Pilger farmer finds selling wind power is no breeze

Jun 17, 2004 - Omaha World-Herald
Author(s): Paul Hammel

PILGER, Neb. -- A farmer hoping to install a wind generator at his place and sell excess power to a local utility says the biggest hurdle he faces is too much regulatory red tape.

Dave Tobias, who lives south of Pilger, said he's had to buy additional liability insurance at $350 a year and add another electric meter at $40 a year.

It took several months to negotiate and sign an agreement with his local power company, Stanton County Public Power, to link up his 100-foot-tall windmill.

Plus, Tobias must travel today to Lincoln to obtain approval from the Nebraska Power Review Board, which typically ponders coal-fired power plants 60,000 times larger than Tobias' planned 10-kilowatt wind tower.
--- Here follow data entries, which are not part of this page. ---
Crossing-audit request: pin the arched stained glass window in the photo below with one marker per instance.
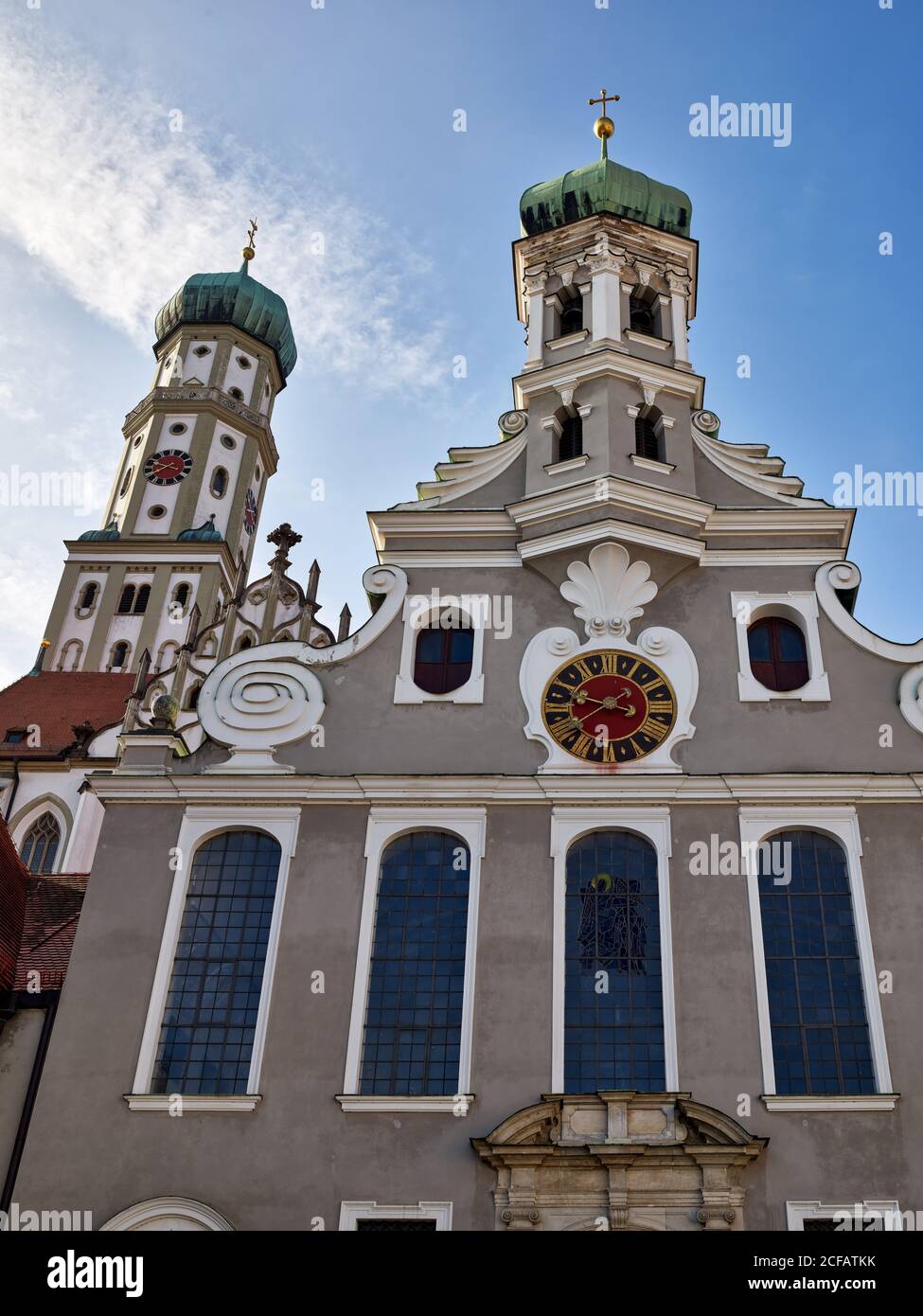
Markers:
(814, 978)
(214, 998)
(613, 998)
(41, 844)
(417, 977)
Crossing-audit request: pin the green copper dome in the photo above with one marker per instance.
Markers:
(605, 188)
(232, 299)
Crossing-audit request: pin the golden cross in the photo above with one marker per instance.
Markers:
(603, 97)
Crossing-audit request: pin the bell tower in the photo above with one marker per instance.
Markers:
(181, 523)
(606, 274)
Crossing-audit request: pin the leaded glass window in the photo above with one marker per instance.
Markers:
(41, 844)
(814, 978)
(417, 977)
(214, 998)
(613, 996)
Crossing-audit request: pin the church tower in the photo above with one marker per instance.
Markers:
(181, 522)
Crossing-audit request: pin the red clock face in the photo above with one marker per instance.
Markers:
(609, 707)
(168, 468)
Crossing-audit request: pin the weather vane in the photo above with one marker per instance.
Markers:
(603, 128)
(250, 239)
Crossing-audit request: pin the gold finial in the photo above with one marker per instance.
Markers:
(603, 128)
(250, 240)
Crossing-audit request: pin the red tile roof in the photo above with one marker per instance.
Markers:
(53, 908)
(56, 702)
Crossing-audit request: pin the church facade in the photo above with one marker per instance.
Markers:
(576, 888)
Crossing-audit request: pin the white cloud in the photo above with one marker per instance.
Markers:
(120, 209)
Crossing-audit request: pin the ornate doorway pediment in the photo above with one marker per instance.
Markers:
(619, 1161)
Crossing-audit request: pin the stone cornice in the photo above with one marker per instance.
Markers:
(579, 790)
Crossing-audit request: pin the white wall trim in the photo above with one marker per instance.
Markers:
(797, 1212)
(383, 827)
(797, 606)
(841, 823)
(569, 826)
(201, 823)
(418, 613)
(353, 1211)
(144, 1214)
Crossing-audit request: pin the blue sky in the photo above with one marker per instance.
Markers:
(340, 120)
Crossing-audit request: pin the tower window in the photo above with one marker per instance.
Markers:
(41, 844)
(647, 439)
(444, 658)
(572, 317)
(778, 654)
(572, 438)
(642, 316)
(118, 655)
"The hassles of it are worse than actually putting the thing up," he said. "It doesn't make sense, because Nebraska is the sixth- windiest state."
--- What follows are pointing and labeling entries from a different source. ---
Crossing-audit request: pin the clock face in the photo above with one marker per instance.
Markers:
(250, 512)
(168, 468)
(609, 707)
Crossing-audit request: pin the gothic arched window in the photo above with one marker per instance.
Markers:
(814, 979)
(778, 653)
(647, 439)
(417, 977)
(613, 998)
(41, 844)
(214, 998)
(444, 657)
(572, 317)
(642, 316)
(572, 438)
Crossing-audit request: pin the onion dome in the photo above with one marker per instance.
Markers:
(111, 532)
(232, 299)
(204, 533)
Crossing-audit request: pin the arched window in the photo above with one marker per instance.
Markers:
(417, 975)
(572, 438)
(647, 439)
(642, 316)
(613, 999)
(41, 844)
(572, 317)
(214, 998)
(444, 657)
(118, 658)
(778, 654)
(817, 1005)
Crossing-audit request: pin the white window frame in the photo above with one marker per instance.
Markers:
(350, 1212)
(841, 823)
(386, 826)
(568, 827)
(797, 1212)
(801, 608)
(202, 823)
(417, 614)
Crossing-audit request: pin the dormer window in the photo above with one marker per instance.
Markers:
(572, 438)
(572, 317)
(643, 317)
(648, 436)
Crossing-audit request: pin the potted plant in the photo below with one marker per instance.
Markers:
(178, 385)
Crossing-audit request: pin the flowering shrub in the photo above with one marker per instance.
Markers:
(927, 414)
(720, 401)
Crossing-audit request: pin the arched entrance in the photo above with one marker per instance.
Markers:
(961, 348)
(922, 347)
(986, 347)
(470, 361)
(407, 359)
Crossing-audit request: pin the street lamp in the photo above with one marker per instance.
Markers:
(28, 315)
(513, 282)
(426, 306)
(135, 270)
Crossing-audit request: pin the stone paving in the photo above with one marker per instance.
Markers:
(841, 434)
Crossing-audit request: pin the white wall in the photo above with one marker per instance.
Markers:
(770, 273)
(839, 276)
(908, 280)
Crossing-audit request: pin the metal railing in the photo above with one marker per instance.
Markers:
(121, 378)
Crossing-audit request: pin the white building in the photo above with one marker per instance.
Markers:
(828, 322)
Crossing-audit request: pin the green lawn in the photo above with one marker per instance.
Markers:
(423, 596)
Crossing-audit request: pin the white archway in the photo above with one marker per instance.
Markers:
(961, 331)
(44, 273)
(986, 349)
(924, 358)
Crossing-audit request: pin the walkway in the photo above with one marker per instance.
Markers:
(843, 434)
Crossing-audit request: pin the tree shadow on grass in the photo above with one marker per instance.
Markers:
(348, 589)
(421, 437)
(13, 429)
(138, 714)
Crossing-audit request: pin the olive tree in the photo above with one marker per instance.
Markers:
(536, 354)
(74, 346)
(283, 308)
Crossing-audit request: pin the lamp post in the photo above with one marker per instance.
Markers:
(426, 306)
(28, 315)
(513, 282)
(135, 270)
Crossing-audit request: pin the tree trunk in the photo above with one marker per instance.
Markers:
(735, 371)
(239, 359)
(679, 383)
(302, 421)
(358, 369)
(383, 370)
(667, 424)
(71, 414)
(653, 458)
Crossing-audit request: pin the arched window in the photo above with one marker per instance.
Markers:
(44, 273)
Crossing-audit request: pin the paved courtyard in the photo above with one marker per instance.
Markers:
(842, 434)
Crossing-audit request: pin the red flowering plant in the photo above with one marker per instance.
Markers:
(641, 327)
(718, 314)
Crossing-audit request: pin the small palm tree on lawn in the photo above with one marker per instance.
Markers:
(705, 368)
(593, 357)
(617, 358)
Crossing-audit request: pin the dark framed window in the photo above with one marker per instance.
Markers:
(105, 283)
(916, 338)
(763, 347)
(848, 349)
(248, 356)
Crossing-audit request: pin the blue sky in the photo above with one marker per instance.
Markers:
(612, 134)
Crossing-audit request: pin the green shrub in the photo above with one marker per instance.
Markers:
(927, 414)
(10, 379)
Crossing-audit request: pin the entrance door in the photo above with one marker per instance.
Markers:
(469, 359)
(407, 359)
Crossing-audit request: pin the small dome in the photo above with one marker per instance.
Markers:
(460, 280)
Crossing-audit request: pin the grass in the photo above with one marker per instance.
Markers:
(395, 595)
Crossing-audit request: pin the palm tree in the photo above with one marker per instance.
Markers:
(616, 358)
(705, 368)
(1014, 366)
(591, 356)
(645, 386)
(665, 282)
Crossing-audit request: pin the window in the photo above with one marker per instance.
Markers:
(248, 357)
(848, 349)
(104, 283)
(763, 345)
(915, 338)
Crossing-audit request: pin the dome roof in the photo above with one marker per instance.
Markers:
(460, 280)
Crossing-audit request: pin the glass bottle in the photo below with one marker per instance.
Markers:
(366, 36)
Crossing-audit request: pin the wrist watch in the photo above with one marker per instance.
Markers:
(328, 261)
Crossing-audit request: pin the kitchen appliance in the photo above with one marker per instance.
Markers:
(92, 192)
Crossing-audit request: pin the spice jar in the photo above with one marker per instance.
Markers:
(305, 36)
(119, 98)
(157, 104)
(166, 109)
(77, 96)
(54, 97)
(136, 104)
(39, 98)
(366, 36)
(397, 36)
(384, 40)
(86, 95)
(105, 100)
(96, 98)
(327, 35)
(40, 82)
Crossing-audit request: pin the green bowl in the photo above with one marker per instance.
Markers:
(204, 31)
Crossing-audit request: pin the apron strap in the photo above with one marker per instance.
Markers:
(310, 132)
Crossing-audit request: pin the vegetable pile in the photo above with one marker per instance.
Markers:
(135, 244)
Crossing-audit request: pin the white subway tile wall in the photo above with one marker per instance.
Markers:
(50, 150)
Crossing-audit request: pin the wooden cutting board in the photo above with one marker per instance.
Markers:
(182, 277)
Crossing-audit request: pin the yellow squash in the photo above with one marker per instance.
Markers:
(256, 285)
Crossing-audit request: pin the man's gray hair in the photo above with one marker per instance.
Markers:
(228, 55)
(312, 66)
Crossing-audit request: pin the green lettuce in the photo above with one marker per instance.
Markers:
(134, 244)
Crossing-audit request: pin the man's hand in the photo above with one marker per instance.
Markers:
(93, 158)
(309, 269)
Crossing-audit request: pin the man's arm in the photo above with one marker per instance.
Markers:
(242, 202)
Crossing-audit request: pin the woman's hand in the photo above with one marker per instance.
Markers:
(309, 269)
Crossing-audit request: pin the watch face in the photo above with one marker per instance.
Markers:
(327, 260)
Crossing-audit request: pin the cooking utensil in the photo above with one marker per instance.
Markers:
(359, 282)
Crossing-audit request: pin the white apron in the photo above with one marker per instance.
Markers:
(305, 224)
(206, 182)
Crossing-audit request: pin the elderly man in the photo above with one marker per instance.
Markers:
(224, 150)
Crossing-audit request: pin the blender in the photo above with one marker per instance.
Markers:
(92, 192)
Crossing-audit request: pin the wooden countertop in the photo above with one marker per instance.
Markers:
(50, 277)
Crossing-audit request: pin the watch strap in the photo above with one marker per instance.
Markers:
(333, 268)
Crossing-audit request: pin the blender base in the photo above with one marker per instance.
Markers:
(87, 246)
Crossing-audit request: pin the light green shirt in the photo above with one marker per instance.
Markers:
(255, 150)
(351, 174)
Tim Texel, executive director and general counsel of the power review board, said Tobias may have a point.

Texel said statutes governing his board were drawn up in 1963, long before anyone thought farmers might want to generate power from small wind generators.

The rules say that anyone who wants to sell energy needs permission from the power review panel before proceeding.

"We don't have a flexibility to say it's a little (generator), it's not going to make that much difference," Texel said.

Plus, he said, his board must apply the same standards as those for a huge power plant, including determining whether the windmill is the most economical and feasible way to generate energy and ensuring that it does not duplicate existing facilities.

Tobias, who is a distributor of wind generators and also works as a metal fabricator at a plant in Wayne, Neb., was a member of Gov. Mike Johann's task force on wind energy two years ago.

While several private individuals have erected wind generators, Tobias is the first to seek permission to tie his to the state's electric grid so he can sell his excess power.

Tobias obtained a U.S. Department of Agriculture grant that will pay for $10,000 of his $40,000 project. He figures he can cover the remainder over 20 years and reduce his energy costs $100 a month.

Tobias estimates that he'll use 80 percent of the power on his farm and sell the rest.

State Sen. Don Preister of Omaha, who has pushed for wind energy incentives in the Legislature, said he's tried unsuccessfully for five years to win approval of a bill that would pay private generators more money for their power.